Early holiday hiring may have driven unemployment down a notch.
There were a net 204,000 new jobs created for the month, though the unemployment rate rose to 7.3 percent and households reported a huge drop in employment, the Bureau of Labor Statistics said. A separate measure that includes the underemployed and those who have quit looking also moved higher, from 13.6 percent to 13.8 percent.
The numbers easily topped economist expectations of 120,000 new nonfarm payroll jobs for the month, though it matched estimates for a slight increase in the headline jobless rate.
Leisure and hospitality led the way in job creation with 53,000 new positions, 29,000 of which came from bars and restaurants. Professional and technical services added 21,000 while manufacturing contributed 19,000, according to the establishment survey of businesses.
“Leisure and hospitality” — not the kind of jobs that should be leading the way.
So the “unemployment rate” — which has deserved air quotes during much of Obama’s reign — is down but there are still more Americans just giving up looking for work.

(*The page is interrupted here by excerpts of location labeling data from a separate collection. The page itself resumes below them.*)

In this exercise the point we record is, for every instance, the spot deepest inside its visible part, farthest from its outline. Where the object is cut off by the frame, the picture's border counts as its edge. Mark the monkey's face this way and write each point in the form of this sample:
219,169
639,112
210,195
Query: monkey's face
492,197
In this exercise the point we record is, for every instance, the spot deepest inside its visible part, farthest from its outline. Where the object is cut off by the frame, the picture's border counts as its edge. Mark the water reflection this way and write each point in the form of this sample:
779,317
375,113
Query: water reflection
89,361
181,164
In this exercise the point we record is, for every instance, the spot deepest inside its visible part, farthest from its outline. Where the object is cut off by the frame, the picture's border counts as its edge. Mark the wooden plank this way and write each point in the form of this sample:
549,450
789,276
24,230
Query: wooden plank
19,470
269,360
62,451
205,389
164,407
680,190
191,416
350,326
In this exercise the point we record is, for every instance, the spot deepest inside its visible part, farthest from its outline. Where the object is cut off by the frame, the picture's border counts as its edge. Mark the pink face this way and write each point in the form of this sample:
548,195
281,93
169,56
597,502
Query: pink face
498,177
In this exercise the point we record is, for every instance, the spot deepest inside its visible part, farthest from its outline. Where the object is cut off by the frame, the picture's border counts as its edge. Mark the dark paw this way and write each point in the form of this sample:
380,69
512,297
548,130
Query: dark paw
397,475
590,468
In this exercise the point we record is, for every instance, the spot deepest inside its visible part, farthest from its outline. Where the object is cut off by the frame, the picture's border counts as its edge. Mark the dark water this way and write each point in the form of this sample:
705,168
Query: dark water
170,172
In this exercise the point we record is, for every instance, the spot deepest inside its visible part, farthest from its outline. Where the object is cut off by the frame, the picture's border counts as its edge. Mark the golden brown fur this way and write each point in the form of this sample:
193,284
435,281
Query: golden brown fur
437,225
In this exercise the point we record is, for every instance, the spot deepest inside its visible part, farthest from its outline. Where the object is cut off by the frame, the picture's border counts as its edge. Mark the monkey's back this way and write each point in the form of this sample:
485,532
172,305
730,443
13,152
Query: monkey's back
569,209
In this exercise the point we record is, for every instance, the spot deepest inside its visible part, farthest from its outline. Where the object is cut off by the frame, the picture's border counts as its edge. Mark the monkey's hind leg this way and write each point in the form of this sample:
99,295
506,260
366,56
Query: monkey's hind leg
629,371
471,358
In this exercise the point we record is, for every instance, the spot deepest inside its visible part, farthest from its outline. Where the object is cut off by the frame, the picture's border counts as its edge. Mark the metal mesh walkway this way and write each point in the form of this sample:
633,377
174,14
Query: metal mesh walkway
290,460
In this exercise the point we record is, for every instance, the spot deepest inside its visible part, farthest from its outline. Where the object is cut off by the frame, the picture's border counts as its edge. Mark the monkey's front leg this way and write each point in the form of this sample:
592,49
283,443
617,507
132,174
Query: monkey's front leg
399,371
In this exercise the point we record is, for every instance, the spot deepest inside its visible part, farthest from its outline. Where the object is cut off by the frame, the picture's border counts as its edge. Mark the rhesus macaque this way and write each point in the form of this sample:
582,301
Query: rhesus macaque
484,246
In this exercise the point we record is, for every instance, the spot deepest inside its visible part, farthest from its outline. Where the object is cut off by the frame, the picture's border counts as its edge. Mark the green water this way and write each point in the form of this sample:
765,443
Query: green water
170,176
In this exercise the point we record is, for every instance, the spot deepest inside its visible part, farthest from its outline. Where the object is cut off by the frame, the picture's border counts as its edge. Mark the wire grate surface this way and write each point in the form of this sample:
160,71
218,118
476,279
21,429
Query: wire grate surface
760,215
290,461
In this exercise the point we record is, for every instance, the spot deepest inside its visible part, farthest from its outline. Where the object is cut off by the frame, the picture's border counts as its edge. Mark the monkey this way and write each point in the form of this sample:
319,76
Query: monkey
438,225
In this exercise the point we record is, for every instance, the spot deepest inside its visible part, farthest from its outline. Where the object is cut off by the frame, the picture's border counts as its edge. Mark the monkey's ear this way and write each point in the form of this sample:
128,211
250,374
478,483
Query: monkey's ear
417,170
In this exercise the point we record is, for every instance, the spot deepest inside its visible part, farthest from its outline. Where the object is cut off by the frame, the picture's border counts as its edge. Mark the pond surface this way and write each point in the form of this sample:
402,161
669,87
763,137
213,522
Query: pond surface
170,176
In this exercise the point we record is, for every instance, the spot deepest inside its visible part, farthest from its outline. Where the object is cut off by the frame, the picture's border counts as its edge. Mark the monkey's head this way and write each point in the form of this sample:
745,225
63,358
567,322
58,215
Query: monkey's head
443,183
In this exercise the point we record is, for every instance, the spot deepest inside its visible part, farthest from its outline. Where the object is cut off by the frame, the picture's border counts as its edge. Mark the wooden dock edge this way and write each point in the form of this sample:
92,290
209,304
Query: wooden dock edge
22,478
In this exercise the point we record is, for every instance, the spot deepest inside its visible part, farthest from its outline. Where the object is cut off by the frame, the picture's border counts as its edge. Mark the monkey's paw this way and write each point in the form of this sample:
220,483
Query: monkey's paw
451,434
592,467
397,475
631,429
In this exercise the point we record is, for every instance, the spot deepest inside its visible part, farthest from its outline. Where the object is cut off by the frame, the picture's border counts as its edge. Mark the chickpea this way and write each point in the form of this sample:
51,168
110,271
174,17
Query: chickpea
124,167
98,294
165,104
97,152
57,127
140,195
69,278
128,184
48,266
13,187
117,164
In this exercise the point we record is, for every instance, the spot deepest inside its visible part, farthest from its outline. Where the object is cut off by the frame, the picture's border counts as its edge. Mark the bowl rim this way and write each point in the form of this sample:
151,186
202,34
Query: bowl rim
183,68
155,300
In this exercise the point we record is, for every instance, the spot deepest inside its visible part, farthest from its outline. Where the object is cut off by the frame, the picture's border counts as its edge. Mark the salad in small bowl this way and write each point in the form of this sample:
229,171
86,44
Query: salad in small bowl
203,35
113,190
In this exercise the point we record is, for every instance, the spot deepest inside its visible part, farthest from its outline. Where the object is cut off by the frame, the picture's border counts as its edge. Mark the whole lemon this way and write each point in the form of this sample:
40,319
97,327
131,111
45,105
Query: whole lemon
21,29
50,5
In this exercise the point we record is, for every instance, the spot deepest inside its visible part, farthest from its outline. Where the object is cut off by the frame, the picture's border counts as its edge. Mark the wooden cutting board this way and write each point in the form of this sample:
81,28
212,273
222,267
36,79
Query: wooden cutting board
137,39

In the Obama economy, there ain’t no jobs but McJobs.
The shutdown didn’t have the apocalyptic impact on jobs that many predicted, but Obamacare may cause an unexpected! spike in January. We’ll see. Obamacare’s perverse incentives encourage millions to reduce their income to qualify for subsidies, and they encourage businesses to cut worker hours, which will cut income. Obamacare also encourages small businesses to keep below the 50-worker threshold. Expect all of these incentives to impact the holiday hiring season, which is now in full swing. And expect sticker shock to force many to curb their holiday shopping significantly.
And then expect economist to be blindsided by all of this next year.